By Tom Fairless
SOLINGEN, Germany -- Zwilling JA Henckels, a 300-year-old
knife-making company based in this ancient city of swordsmiths, had
much in common with Italy's Bialetti Industrie SpA.
Both are family-owned companies that produce signature cooking
tools -- knives for Zwilling and, for Bialetti, a whistling
stovetop coffeepot. Both diversified into a range of cooking
products in recent decades and entered international markets with a
network of stores.
Then the euro came along 20 years ago, binding Germany and Italy
more tightly into Europe's giant single market. And the fortunes of
the two companies started to diverge.
Over the past decade, Zwilling has more than tripled revenue to
EUR700 million (about $800 million) -- while Bialetti's sales have
fallen 20%, from a similar starting point of around EUR200 million.

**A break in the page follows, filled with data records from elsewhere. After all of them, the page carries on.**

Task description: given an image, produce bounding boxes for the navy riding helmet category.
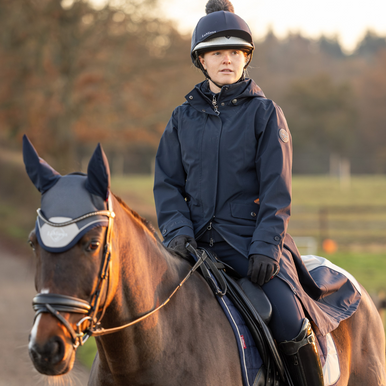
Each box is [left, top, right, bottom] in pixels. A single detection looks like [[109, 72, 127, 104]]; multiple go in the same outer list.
[[190, 0, 255, 70]]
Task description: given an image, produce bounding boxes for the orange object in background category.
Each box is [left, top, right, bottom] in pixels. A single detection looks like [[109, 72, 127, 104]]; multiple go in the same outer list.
[[322, 239, 338, 253]]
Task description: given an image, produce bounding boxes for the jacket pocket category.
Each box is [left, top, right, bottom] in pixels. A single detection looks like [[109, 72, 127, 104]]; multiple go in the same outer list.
[[231, 202, 259, 221]]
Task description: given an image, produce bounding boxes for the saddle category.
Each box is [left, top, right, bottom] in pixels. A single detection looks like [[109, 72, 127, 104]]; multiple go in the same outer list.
[[187, 245, 293, 386]]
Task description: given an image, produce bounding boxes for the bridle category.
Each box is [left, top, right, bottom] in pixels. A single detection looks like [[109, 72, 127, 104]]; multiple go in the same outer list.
[[32, 194, 207, 349]]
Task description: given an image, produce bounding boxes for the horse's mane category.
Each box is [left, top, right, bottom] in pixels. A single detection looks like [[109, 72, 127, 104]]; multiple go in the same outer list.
[[114, 194, 158, 238]]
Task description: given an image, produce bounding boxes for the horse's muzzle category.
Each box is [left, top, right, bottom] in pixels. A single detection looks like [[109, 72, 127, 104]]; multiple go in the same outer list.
[[28, 318, 75, 375]]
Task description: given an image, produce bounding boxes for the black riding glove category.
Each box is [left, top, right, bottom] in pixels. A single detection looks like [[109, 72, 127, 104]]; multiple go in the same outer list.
[[169, 235, 197, 259], [247, 255, 280, 286]]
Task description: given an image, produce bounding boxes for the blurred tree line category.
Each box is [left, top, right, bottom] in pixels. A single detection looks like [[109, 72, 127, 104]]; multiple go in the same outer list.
[[0, 0, 386, 173]]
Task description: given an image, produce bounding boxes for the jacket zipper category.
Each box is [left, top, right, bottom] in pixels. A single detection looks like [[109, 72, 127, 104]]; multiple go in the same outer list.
[[212, 95, 220, 115]]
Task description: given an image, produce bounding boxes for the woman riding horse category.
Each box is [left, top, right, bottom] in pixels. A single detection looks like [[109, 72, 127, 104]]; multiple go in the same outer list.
[[154, 0, 359, 386]]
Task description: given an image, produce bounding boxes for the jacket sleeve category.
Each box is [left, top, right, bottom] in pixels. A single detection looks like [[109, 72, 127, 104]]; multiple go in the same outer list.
[[153, 108, 194, 246], [249, 102, 292, 262]]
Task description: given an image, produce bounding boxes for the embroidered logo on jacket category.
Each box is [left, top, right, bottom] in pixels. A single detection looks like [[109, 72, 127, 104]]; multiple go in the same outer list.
[[279, 129, 289, 143]]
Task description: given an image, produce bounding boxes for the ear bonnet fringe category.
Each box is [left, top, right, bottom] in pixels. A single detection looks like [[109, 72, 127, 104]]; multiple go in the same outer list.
[[205, 0, 235, 15]]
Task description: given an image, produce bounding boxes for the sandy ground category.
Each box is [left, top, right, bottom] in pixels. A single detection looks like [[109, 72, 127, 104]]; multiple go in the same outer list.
[[0, 242, 89, 386]]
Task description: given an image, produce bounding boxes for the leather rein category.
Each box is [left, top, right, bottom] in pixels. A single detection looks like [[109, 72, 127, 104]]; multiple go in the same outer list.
[[32, 194, 207, 349]]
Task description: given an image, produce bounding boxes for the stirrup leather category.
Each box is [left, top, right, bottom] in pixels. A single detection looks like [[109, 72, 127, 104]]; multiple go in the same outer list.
[[279, 319, 324, 386]]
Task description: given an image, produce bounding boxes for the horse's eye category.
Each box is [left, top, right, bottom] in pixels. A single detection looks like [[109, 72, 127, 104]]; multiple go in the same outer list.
[[88, 241, 99, 251]]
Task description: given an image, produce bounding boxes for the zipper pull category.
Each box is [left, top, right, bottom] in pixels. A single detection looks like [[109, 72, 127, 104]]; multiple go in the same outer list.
[[212, 95, 220, 115]]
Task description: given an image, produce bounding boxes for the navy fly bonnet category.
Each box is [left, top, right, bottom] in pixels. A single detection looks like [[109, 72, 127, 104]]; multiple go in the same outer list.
[[23, 136, 110, 253]]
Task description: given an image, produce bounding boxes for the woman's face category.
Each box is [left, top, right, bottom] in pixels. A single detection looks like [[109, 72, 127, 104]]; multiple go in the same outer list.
[[200, 49, 249, 91]]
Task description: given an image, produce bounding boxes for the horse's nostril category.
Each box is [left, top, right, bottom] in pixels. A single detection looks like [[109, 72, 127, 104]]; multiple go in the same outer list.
[[30, 337, 65, 365]]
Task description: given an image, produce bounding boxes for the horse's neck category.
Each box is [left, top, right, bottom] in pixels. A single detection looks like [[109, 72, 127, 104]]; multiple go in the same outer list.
[[94, 202, 186, 380]]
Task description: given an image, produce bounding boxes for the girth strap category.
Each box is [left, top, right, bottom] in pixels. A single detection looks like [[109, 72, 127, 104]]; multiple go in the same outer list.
[[32, 293, 91, 314]]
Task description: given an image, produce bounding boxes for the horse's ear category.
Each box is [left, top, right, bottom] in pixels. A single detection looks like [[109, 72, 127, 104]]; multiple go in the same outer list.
[[23, 135, 61, 194], [86, 144, 110, 200]]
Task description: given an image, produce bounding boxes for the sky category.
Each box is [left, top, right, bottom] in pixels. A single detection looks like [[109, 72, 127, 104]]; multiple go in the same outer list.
[[159, 0, 386, 53]]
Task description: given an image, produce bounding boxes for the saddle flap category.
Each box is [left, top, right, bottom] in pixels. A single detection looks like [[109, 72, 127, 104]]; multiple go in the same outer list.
[[237, 277, 272, 324]]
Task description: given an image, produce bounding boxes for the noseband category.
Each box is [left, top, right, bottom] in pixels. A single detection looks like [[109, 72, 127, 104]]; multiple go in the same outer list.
[[32, 194, 207, 349]]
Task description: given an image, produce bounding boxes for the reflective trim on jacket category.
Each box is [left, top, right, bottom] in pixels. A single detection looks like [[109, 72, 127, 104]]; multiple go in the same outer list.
[[154, 79, 292, 261]]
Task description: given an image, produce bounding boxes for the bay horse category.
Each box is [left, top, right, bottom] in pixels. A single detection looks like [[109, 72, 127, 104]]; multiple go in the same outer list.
[[23, 137, 385, 386]]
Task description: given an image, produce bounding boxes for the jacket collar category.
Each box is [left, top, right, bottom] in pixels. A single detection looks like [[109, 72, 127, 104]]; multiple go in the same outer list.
[[185, 78, 265, 115]]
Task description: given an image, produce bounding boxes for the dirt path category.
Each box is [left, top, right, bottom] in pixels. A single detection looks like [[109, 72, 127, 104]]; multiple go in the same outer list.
[[0, 242, 88, 386]]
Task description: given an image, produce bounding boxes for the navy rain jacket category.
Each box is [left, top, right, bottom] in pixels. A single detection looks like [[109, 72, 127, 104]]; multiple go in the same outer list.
[[154, 79, 360, 335], [154, 79, 292, 261]]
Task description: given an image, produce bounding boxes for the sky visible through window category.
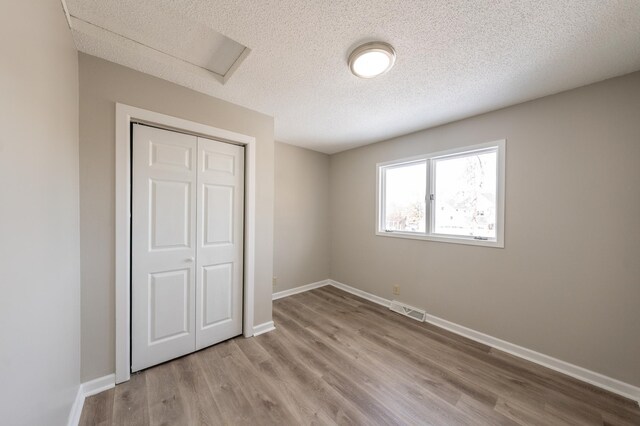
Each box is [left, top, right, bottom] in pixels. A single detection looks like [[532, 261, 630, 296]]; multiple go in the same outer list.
[[384, 151, 498, 239], [433, 152, 497, 238], [385, 161, 427, 232]]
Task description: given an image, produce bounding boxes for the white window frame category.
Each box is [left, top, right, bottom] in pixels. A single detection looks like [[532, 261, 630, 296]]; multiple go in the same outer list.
[[375, 139, 506, 248]]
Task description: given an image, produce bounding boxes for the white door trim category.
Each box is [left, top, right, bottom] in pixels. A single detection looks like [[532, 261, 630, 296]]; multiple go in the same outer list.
[[115, 103, 257, 383]]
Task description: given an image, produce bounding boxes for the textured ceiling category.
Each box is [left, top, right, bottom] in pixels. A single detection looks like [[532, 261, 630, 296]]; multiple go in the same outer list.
[[66, 0, 640, 153]]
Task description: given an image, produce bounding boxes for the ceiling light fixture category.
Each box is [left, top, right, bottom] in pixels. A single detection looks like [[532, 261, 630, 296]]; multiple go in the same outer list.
[[349, 41, 396, 78]]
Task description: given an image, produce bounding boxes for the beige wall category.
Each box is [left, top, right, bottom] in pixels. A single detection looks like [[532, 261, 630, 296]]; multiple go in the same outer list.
[[79, 54, 274, 381], [273, 142, 330, 292], [0, 0, 80, 425], [330, 73, 640, 386]]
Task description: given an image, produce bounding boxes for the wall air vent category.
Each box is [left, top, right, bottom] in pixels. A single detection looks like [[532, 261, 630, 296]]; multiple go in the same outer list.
[[389, 300, 427, 322]]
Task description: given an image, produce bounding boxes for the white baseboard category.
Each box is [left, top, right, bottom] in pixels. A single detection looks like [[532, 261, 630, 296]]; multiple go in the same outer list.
[[329, 280, 391, 308], [69, 374, 116, 426], [67, 384, 84, 426], [271, 280, 330, 300], [253, 321, 276, 337], [274, 280, 640, 404], [425, 314, 640, 404]]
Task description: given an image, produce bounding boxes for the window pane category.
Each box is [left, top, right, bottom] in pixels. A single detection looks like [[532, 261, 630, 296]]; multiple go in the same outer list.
[[433, 151, 498, 238], [384, 162, 427, 232]]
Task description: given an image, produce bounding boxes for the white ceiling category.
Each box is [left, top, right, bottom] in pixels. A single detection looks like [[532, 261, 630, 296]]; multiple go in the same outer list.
[[66, 0, 640, 153]]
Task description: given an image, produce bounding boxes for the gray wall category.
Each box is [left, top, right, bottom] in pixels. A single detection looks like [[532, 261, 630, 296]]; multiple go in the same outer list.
[[273, 142, 330, 292], [79, 54, 274, 381], [0, 0, 80, 425], [330, 73, 640, 386]]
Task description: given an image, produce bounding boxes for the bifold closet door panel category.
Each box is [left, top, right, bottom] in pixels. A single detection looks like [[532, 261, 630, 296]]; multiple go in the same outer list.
[[131, 124, 198, 371], [196, 138, 244, 349]]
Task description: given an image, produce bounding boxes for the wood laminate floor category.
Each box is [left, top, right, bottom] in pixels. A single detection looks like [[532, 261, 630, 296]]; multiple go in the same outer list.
[[80, 286, 640, 425]]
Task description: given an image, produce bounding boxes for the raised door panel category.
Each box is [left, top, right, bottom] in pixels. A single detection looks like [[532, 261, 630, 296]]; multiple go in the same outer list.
[[148, 269, 194, 345], [149, 179, 192, 250], [202, 185, 236, 246], [201, 263, 233, 329]]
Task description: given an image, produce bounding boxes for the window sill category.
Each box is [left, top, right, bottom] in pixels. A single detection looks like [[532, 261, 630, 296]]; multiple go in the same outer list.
[[376, 231, 504, 248]]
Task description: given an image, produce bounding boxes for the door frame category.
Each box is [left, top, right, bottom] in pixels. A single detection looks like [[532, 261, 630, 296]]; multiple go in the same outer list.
[[115, 103, 257, 383]]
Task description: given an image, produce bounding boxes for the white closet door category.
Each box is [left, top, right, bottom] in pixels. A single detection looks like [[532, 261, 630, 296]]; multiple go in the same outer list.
[[131, 124, 198, 371], [196, 138, 244, 349]]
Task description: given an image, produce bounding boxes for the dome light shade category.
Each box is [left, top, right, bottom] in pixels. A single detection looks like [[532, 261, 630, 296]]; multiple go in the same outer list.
[[349, 42, 396, 78]]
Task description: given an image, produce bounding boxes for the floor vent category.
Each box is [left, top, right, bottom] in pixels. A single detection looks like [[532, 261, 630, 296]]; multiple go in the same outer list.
[[389, 300, 427, 322]]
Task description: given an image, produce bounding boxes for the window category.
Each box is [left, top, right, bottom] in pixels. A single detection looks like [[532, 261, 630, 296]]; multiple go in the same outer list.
[[376, 140, 505, 247]]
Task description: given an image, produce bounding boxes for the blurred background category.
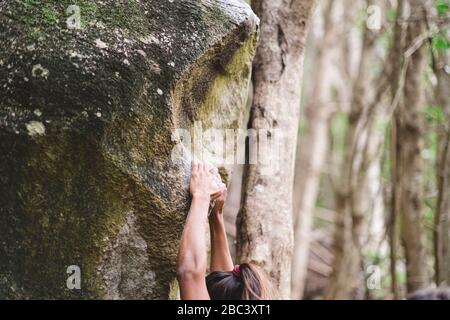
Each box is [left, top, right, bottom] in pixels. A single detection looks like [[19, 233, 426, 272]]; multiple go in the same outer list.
[[225, 0, 450, 299]]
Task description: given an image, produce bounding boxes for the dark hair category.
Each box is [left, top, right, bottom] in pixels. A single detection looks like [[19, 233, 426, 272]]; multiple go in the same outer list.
[[407, 288, 450, 300], [206, 263, 272, 300]]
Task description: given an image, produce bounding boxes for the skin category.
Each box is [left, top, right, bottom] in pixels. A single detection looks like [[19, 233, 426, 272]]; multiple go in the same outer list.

In October, Bialetti said it had agreed to a debt-restructuring
deal that will hand an equity stake to Och-Ziff Capital Management,
the New York-based hedge fund.
The shifting paths of the two companies reflect a broader
divergence between Germany and Italy -- original euro members and
the bloc's biggest and third-biggest economies -- since the turn of
the century.
Germany's economy has grown 31% since the euro's creation,
Italy's 7%. Residents of Piedmont, the northern Italian region
where Bialetti was founded, were until recently richer than their
German counterparts in North-Rhine Westphalia, where Zwilling is
based. Today, the opposite is true. Household incomes in
North-Rhine Westphalia have risen by 18% since 2007, to EUR25,700
per inhabitant, while in Piedmont incomes have fallen by 5%, to
EUR21,300 per inhabitant, according to the European Union's
statistics agency.
That widening gap is complicating efforts by the European
Central Bank to phase out stimulus policies: The further countries
are from the eurozone average, the less likely that the ECB's
common strategy will suit them. At worst, it threatens the future
of the currency union, once billed as an engine of economic
convergence.
It wasn't supposed to be this way. The creation of the euro in
January 1999 was expected to raise productivity and living
standards in weaker economies like Spain and Italy, as capital and
trade flowed more easily across the region's internal borders.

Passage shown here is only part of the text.